Swapnil: MariaDB is drop-in replacement of MySQL, despite the technological similarities what is the main difference between these two projects from development and licence point?
Monty: MariaDB is developed by the community with an open roadmap. Anyone can easily participate in the development. MySQL is developed as a closed source project and only Oracle, and a few companies elected by Oracle, can participate. MariadB is GPL (as MySQL) but MariaDB has LGPL drivers for C and Java. We are also working on an LGPL ODBC driver. If you use these drivers than you, in most cases, don’t need to buy licenses for MySQL/MariaDB anymore.
Swapnil: How easy or difficult is it to migrate from MySQL to MariaDB?
Monty: Trivial. Just de-install MySQL and install MariaDB instead. All your all tools, connectors will work. You also don’t have to dump/restore data. The format and file names are identical.

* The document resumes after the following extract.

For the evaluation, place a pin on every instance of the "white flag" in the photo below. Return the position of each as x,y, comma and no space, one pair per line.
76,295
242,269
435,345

Swapnil:Is it planned to have a migration tool/software for MySQL users ?
Monty: No need. See above.
Swapnil: We have seen quite some adoption of MariaDB by organizations like WikiMedia foundation or GNU/Linux based distros like openSUSE and Fedora, but are there any commercial deployment through Monty Program Ab? I mean what is the revenue status of your company?
Monty: Monty Program Ab did get money from a small set of companies to develop MariaDB. In addition Monty Program Ab got money for doing 3 level support to companies like SkySQL.
Swapnil: SkySQL has now merged with Monty Program AB how does it affect the entire developer base of MariaDB?
Monty: As the best MySQL/MariaDB developers, support people, trainers and sale people are in the same company, we are now much better suited to provide the best possible services for any MySQL or MariaDB user.
Swapnil: How do you ensure that MariaDB won’t meet the same fate of MySQL by being acquired by some company?
Monty: That is why we created the MariaDB foundation. The MariaDB Foundation is the driver of the community development and also the holder of the MariaDB server trademark. This ensures that there is never a need to do a new fork of MySQL in spite of who ever would by SkySQL. MariaDB will always be free and community developed!